Austin laughed. ”I'm not sure how you know it, but I really think I do.”

”No?” said Jefferson, with a twinkle in his eyes. ”When it's in your voice, and stamped upon the rest of you. Well, I think we're going to float her, though it's perhaps not quite a sure thing yet. We seem to have bluffed off Funnel-paint, but the trouble is, you can't bluff the fever. In the meanwhile, we'll see if she's draining any out of the engine room.”

They went in, and stood on the top platform, looking down on the water, which, so far as they could discern, stood at much the same level as it had done. Jefferson gazed at it with an air of reflection.

”If the bulkhead's strained and started so the water could get in, I don't quite see why it shouldn't run out into the hold again, but there's evidently no suction that way,” he said. ”You see how that tool-case lid is floating. There's another point that strikes me. Those started plates don't seem to be letting very much water in.”

”As you have already pointed out, there is a good deal it's a little difficult to understand about the whole thing.”

”Well,” said Jefferson gravely, ”it doesn't matter in the meanwhile, and we'll probably find out by and by. The first thing we have to do is to lay hands on that gum, and until the water's lower we can't start in.

The boys can lay off to-day. Well, what are you wanting, Bill?”

”Two of the Canariers down!” said the fireman, who appeared in the doorway. ”They was looking groggy yesterday, an' one o' them's talking silly now. I think it's fever.”

Austin looked at Jefferson, whose face grew a trifle grim. ”Ah,” he said, ”it's beginning.
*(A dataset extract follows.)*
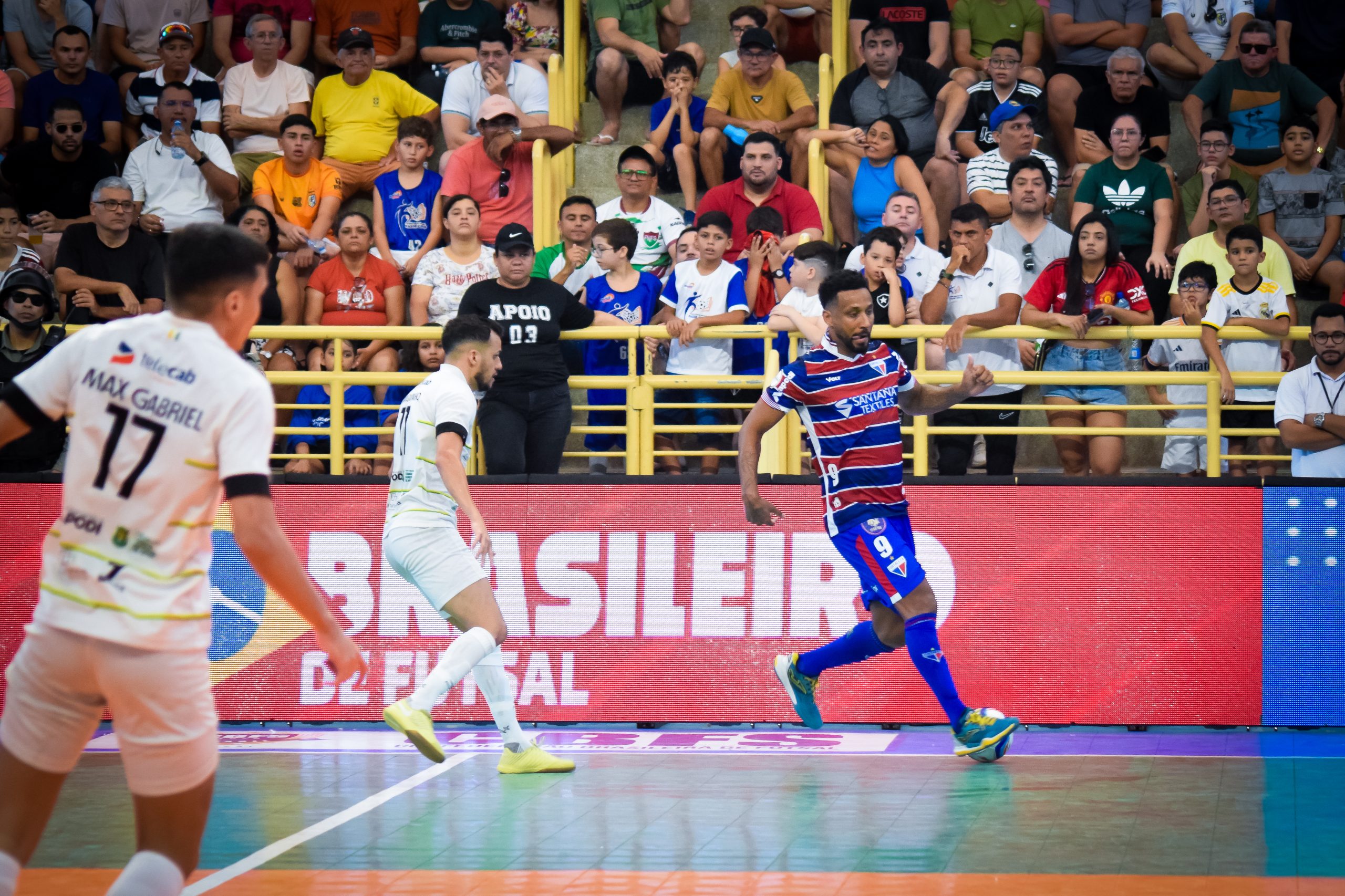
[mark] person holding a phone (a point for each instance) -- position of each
(1091, 287)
Well, I had expected we'd have that to grapple with before very long. We'll go along and look at them.”

They went, and found one of the men raving in the forecastle, while Austin, who did what he could for him and his comrade, which was very little, afterwards spent a day of blissful idleness stretched at full length on the settee in the skipper's room, with a damp-stained treatise on navigation. He had never imagined that he could peruse a work of that kind with interest, but it served its purpose, for he felt he must have something to fix his attention on. In the meanwhile the big pump hummed on, as it did for another day and night, until on the third morning Jefferson stopped it and turned steam on the winch again.
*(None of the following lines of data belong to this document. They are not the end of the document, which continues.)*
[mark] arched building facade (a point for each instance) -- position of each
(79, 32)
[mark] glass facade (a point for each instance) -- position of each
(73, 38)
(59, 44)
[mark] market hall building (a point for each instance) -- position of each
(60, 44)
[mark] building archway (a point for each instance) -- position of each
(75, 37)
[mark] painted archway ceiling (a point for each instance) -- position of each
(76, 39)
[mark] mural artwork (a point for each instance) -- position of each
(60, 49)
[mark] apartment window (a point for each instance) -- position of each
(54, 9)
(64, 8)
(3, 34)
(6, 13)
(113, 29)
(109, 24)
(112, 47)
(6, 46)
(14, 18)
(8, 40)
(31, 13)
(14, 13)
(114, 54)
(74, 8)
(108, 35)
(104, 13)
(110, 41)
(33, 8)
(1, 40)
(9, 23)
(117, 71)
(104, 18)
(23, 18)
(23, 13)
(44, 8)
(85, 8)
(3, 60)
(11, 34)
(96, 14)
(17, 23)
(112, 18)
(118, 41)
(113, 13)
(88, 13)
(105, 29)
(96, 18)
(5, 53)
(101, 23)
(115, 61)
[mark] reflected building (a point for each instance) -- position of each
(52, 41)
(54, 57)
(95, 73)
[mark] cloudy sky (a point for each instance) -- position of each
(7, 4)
”You have got to keep your eyes open as well as hustle, boys,” he said, as he stood with his hand on the lever. ”There'll be forty dollars, Spanish, for whoever finds the first bag of gum.”

Austin made this clear to them, and they went down the ladder, but two men who had gone with them before were not there that day. The water had sunk, and tiers of rotting bags lay, half afloat, in it, giving out a sickening smell of fermentation. They were filled with little black nuts, the oleaginous kernels of the palm fruit from which the layer of oil had been sc.r.a.ped off, and these were evidently worth little in their damaged condition. Austin, however, had very little time to notice them in, for the winch above him rattled, and the day of feverish toil began.